In the pursuit to make it rain (or snow), supersaturated rain clouds can be triggered to condense by seeding them with silver iodide, causing them to overcome their activation barrier.

Superheating and Supercooling

These mechanisms apply the same for the phase changes of liquid → gas (superheating) and for liquid → solid (supercooling). The Kelvin equation can identify the critical boiling radius for certain conditions, in which the pressure will overcome

When bubbles of the correct size are grown, boiling occurs. In this case, it’s about both radius and temperature. For boiling to occur, the pressure in the bubbles, needs to equal the equivalent pressure of a flat surface, and also the external pressure: $$ p_{ext}=p_v=p_0 $$

For cooling, as the temperature decreases, \(p_0\) decreases as well, in turn increasing \(\frac{P_v}{p_0}\). Since \(\gamma,\:R\) and \(M\) will all be (relatively) constant, \(r\) will have to decrease until it eventually reaches the size of a few molecules, at which point, homonucleation can occur.
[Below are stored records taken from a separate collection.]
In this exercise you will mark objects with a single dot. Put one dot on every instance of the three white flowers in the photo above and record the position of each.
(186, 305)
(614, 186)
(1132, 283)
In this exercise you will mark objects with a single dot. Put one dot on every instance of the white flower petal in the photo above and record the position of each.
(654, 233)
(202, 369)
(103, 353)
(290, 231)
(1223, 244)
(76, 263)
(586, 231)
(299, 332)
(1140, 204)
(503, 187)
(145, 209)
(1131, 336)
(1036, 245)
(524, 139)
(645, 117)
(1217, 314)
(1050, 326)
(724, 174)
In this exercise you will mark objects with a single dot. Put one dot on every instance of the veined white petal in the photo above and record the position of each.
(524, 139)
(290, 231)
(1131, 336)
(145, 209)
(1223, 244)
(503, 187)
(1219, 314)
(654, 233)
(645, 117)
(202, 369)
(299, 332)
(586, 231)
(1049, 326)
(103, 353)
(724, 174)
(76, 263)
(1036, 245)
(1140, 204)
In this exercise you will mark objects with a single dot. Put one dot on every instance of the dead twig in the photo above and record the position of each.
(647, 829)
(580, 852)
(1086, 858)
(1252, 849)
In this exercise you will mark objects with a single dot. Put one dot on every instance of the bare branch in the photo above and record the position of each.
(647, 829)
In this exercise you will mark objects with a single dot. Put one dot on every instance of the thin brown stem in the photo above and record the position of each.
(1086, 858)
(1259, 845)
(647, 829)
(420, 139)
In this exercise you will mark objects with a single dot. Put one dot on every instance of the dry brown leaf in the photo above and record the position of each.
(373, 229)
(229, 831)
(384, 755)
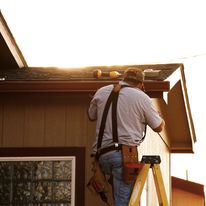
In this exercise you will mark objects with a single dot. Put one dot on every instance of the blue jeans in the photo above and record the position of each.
(111, 164)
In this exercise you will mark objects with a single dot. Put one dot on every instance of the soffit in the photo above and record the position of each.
(10, 54)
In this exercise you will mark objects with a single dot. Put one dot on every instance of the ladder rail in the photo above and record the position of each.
(138, 186)
(154, 164)
(159, 184)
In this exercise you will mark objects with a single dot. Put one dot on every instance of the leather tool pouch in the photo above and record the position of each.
(129, 156)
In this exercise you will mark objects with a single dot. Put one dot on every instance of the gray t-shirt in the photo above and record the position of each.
(134, 111)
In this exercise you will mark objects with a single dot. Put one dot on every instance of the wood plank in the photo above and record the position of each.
(54, 124)
(13, 125)
(1, 122)
(72, 86)
(34, 125)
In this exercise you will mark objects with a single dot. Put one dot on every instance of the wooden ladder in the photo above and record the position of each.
(148, 162)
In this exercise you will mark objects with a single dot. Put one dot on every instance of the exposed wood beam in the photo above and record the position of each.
(11, 43)
(153, 88)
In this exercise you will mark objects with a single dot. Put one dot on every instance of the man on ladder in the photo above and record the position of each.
(122, 113)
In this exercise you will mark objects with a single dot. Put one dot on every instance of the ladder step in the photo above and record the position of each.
(151, 159)
(134, 165)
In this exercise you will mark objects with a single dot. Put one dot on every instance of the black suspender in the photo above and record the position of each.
(104, 117)
(112, 99)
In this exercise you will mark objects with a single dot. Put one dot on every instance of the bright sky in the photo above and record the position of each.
(74, 33)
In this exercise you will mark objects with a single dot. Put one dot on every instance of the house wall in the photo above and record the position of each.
(184, 198)
(60, 119)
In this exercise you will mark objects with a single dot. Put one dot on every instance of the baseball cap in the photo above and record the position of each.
(135, 75)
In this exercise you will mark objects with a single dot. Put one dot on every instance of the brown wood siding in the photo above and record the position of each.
(184, 198)
(60, 119)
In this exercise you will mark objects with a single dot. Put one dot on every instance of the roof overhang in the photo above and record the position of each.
(179, 118)
(10, 54)
(168, 79)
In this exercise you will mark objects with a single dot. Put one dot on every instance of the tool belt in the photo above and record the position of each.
(129, 158)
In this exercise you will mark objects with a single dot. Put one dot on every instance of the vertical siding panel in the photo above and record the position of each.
(54, 124)
(1, 123)
(34, 125)
(77, 122)
(13, 130)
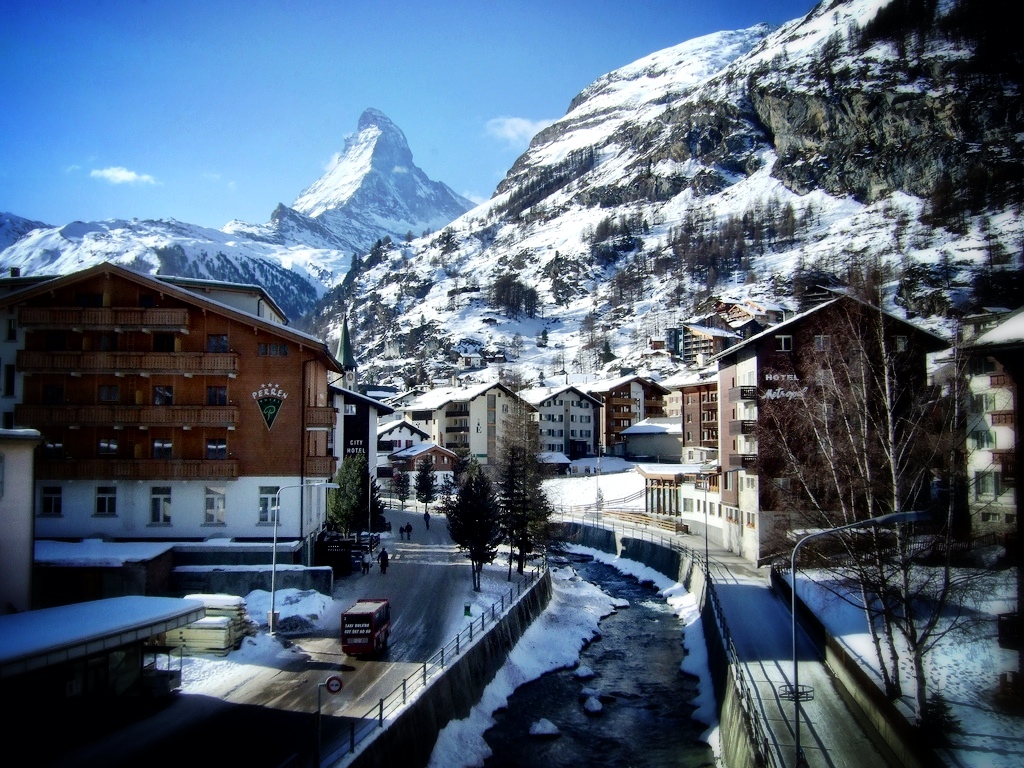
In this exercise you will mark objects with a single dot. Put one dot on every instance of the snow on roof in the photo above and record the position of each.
(655, 426)
(97, 553)
(57, 633)
(1010, 331)
(439, 396)
(552, 457)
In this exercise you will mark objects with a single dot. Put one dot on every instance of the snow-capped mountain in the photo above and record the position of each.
(871, 142)
(374, 185)
(374, 190)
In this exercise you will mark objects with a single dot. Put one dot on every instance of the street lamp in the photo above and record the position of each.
(794, 692)
(273, 553)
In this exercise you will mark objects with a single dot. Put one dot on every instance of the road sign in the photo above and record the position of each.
(333, 684)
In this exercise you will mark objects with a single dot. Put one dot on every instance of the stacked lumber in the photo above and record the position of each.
(221, 631)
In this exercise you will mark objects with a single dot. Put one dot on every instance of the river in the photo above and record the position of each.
(645, 720)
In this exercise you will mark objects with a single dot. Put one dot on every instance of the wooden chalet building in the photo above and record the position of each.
(168, 409)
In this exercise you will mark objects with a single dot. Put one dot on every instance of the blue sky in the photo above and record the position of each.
(215, 110)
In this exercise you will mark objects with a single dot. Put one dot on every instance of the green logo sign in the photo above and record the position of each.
(269, 398)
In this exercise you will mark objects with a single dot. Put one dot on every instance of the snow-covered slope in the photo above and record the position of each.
(374, 190)
(738, 163)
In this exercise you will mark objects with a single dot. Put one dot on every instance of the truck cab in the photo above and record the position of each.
(366, 627)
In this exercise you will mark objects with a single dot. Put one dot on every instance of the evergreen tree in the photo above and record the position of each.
(399, 482)
(349, 507)
(524, 505)
(426, 483)
(474, 518)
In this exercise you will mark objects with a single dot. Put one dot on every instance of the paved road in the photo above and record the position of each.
(270, 718)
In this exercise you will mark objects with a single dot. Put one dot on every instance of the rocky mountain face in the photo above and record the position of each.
(373, 192)
(876, 144)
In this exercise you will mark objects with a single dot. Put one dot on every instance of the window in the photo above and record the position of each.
(215, 496)
(163, 395)
(109, 393)
(216, 343)
(160, 505)
(52, 394)
(163, 342)
(52, 501)
(267, 503)
(987, 483)
(983, 438)
(107, 501)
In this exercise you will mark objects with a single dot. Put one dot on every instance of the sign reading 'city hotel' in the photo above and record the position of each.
(269, 397)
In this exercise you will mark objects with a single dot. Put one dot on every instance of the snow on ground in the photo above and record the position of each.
(963, 668)
(555, 640)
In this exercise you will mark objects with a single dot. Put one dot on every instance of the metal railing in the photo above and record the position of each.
(740, 677)
(390, 705)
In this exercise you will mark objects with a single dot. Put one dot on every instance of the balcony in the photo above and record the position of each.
(748, 462)
(199, 364)
(321, 466)
(1006, 460)
(141, 469)
(125, 416)
(742, 427)
(737, 394)
(103, 318)
(317, 416)
(1003, 418)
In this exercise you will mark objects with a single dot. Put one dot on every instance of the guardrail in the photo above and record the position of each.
(648, 527)
(389, 705)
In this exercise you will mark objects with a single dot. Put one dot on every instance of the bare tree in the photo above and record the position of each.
(863, 436)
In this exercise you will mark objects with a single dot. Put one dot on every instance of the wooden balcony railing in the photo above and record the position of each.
(205, 364)
(744, 426)
(742, 393)
(747, 461)
(103, 318)
(141, 416)
(140, 469)
(320, 416)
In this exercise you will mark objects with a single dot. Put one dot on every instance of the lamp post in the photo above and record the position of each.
(273, 553)
(795, 692)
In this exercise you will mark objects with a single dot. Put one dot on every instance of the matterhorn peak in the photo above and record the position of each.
(373, 187)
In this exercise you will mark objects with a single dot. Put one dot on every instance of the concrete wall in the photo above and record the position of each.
(410, 739)
(241, 580)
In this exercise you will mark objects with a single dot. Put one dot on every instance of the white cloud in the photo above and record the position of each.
(515, 131)
(119, 175)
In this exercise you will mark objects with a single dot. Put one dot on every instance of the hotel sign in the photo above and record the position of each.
(269, 398)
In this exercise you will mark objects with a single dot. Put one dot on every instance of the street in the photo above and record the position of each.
(269, 719)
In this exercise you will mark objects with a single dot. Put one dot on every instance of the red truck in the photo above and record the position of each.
(366, 627)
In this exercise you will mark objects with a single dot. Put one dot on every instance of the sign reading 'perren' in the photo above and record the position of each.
(269, 397)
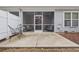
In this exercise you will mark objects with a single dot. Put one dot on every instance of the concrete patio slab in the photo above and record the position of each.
(41, 39)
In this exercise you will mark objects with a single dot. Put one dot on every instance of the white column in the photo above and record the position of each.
(21, 17)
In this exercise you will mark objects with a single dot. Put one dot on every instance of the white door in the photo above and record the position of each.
(38, 23)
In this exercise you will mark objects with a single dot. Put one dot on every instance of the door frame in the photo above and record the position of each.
(40, 24)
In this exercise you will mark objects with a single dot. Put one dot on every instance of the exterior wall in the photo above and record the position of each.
(59, 23)
(8, 22)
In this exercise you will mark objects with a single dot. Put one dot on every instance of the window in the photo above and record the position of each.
(68, 19)
(71, 19)
(74, 19)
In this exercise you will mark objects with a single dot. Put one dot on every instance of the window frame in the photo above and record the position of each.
(71, 18)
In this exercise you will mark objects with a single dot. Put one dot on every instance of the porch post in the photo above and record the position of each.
(21, 18)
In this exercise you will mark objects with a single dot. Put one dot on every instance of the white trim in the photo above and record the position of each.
(38, 24)
(69, 19)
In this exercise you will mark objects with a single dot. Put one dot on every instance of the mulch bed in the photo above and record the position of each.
(71, 36)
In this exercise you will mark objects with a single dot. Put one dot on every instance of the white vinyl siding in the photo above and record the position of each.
(71, 19)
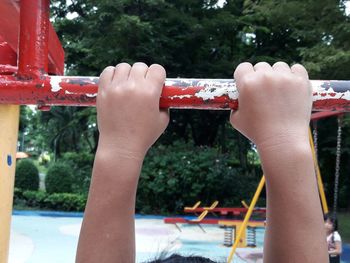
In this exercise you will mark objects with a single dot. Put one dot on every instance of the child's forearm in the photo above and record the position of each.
(294, 217)
(109, 214)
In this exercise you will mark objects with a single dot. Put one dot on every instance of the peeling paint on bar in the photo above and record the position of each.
(215, 94)
(55, 83)
(181, 97)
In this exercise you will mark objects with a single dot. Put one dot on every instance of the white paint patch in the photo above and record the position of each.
(55, 83)
(217, 89)
(181, 96)
(320, 93)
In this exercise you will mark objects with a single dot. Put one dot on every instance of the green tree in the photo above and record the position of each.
(27, 175)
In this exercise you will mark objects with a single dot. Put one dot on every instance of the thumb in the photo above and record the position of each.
(234, 119)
Solubility of Fine Particles

We can also relate the pressure ratio to both solubility ratio and activity as such: $$ \ln\bigg(\frac{p_v}{p_0}\bigg):\ln\bigg(\frac{a}{a_0}\bigg)=(n+m)\ln\bigg(\frac{s}{s_0}\bigg) $$ Using the Kelvin equation, this is determining a relationship between a flat surface of the material and the material with a curvature of radius \(r\).

For example, a general salt will dissociate:

\[ \ce{ A_{m}B_{n} <=> mA^{n+} + nB^{m-}\\ m[B^{m-}]=n[A^{n^+}]\\ K=[A^{n+}]^{m}[B^{m-}]^{n}=[mS]^{n}[nS]^{m} } \]

We can substitute in our solubility relationship and get: $$ (n+m)\ln\bigg(\frac{s}{s_0}\bigg)=\frac{2\gamma}{r}\frac{M}{\rho_{(s)}}\frac{1}{RT} $$ Where \(n\) and \(m\) are your molar coefficients. If the solute is solid and undissociated (not a salt), \(a=S\) and \(n+m=1\). As a result of this, particles less than \(1\:\mu m\) have a different solubility to that of the bulk if the solid. In fact, in a solution, the fine particles will dissolve, while the larger particles grow in a process known as ‘Ostwald ripening’


Following an intuitive approach, \(\ce{AB_{(s)} <=> AB_{(aq)}}\) will happen faster if there is more interface, compared to bulk (colloidal particles have that), allowing for the exchange to be happen more readily than in a larger particle.

This also explains why we care about the equilibrium constant (\(K\)) and why this relates to activity.